La compagnie ferroviaire est alors autorisée à distribuer des terres aux compagnies de négoce des céréales pour qu'elles y construisent des silos-élévateurs, destinés à faciliter l'écoulement des récoltes[2]. Les trois-quarts appartiennent à cinq firmes négociantes[2], toutes basées sur le Winnipeg Grain Exchange, fondé en 1887. En 1897, elles forment la "Northwest Grain Dealers Association"[2], qui obtient la "Loi sur le transport du grain de l'Ouest", plafonnant les tarifs de transport des céréales, qui ne sera abrogée qu'en 1983. Parallèlement, le «Manitoba Number One Northern», variété de blé de force roux de printemps, introduite dans les années 1870, acquiert la réputation de meilleur blé de meunerie à pain blanc[3], offrant dans foulée aux Prairies canadiennes celle de «corbeille à pain du monde»[3], au tournant du siècle.
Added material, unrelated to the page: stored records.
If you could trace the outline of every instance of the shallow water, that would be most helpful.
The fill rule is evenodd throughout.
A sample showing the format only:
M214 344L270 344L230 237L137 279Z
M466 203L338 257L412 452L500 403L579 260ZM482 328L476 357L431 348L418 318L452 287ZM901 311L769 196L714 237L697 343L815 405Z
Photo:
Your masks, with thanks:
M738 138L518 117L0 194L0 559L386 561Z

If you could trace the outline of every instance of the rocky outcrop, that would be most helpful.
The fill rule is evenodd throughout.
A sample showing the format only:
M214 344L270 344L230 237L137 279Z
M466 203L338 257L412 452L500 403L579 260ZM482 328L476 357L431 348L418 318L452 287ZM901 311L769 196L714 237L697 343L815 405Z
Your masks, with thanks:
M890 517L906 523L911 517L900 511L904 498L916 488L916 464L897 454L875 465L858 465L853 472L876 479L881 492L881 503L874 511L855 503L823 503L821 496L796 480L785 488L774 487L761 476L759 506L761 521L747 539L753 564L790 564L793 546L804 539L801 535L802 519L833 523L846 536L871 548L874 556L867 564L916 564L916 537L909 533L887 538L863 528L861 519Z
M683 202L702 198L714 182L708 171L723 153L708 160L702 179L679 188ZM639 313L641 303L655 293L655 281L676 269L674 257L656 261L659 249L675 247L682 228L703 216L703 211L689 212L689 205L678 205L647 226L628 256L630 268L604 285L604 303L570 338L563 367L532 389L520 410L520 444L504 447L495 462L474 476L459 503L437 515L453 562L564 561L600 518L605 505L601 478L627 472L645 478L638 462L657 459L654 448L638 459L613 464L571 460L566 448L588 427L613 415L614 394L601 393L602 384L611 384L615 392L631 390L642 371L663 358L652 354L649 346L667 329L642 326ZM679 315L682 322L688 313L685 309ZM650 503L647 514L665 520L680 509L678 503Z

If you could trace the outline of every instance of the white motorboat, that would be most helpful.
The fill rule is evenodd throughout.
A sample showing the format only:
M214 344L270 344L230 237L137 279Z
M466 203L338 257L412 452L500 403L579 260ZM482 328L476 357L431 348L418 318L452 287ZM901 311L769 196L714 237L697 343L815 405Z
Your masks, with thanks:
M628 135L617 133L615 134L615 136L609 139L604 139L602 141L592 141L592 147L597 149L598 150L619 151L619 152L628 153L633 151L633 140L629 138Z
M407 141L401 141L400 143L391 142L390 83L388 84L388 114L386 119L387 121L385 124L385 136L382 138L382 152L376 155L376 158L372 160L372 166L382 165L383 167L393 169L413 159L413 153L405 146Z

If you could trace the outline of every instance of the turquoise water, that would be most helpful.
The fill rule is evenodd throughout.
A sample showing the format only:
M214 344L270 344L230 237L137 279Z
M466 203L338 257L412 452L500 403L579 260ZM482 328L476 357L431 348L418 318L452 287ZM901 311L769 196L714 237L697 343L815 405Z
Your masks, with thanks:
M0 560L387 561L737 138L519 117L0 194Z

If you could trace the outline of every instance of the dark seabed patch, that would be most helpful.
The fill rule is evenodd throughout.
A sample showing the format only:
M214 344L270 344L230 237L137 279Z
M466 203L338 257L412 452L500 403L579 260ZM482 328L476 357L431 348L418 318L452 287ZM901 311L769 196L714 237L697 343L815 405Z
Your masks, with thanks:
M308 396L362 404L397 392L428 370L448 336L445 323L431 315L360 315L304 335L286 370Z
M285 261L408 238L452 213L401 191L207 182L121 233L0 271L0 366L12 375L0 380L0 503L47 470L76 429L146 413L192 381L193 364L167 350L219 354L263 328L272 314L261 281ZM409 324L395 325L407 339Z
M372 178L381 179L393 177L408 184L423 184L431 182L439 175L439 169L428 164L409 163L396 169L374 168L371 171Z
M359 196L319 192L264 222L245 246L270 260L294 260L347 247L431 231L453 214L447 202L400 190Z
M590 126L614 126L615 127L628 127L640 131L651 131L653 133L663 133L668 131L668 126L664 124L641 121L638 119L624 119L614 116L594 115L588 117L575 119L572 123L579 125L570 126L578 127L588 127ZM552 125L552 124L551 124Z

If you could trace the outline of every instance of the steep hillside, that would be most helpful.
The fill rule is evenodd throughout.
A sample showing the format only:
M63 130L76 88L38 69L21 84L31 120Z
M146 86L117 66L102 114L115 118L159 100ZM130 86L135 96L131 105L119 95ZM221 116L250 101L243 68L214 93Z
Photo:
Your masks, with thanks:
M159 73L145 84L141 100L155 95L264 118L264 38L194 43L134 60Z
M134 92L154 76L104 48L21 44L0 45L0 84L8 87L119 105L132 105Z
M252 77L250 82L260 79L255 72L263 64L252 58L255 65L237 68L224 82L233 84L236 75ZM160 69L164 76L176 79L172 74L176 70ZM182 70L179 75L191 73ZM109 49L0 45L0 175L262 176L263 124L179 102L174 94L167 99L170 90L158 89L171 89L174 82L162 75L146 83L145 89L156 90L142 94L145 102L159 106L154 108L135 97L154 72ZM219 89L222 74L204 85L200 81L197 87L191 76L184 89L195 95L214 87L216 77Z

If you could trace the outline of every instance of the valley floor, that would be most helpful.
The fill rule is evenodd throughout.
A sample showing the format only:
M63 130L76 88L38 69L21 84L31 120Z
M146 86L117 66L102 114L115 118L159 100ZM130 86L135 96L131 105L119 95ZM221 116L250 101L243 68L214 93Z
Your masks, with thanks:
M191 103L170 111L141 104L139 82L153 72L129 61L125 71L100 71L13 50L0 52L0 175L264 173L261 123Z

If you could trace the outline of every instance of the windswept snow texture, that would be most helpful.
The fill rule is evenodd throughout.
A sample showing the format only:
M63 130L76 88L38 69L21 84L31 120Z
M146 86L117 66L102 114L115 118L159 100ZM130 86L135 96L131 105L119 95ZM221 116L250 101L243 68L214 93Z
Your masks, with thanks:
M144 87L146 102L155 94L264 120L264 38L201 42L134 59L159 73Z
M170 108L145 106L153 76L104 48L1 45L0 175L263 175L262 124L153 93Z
La production agricole attire vers ces Prairies canadiennes des milliers d'immigrants venant de l'Est du pays, de la Grande-Bretagne, de l'Europe centrale et de l'Europe de l'Est[3] suite à l'encouragement à l'immigration massive par Clifford Sifton, ministre de l'intérieur du gouvernement de Sir Wilfrid Laurier en 1896. Sifton établit des offices coloniaux en Europe. Alors que la plupart des immigrants venaient du Royaume-Uni et des États-Unis, le Canada reçu un afflux important d'ukrainiens, doukhobors ou de l'empire autrichien. Entre 1891 et 1914, plus de trois millions de personnes immigrèrent, majoritairement d'Europe continentale, le long de la voie de chemin de fer
Les premiers silos-élévateurs apparus dans les années 1870[3] se multiplient: près de 6000 sont construits dans les soixante années qui suivent[3], le long des voies ferrées, à une distance variant de 11 à 18 kilomètres l'un de l'autre[3], en général un entrepôt vertical fait de madriers couchés horizontalement pour supporter l'énorme pression d'une capacité de stockage de 25 000 à 35 000 boisseaux de blé[3]. De nos jours, environ un millier de ces silos en bois sont encore en place[3]. Dès les années 1900, la culture du blé devient le pivot de l'économie des Prairies canadiennes[3] et imprègne leur mode de vie[3].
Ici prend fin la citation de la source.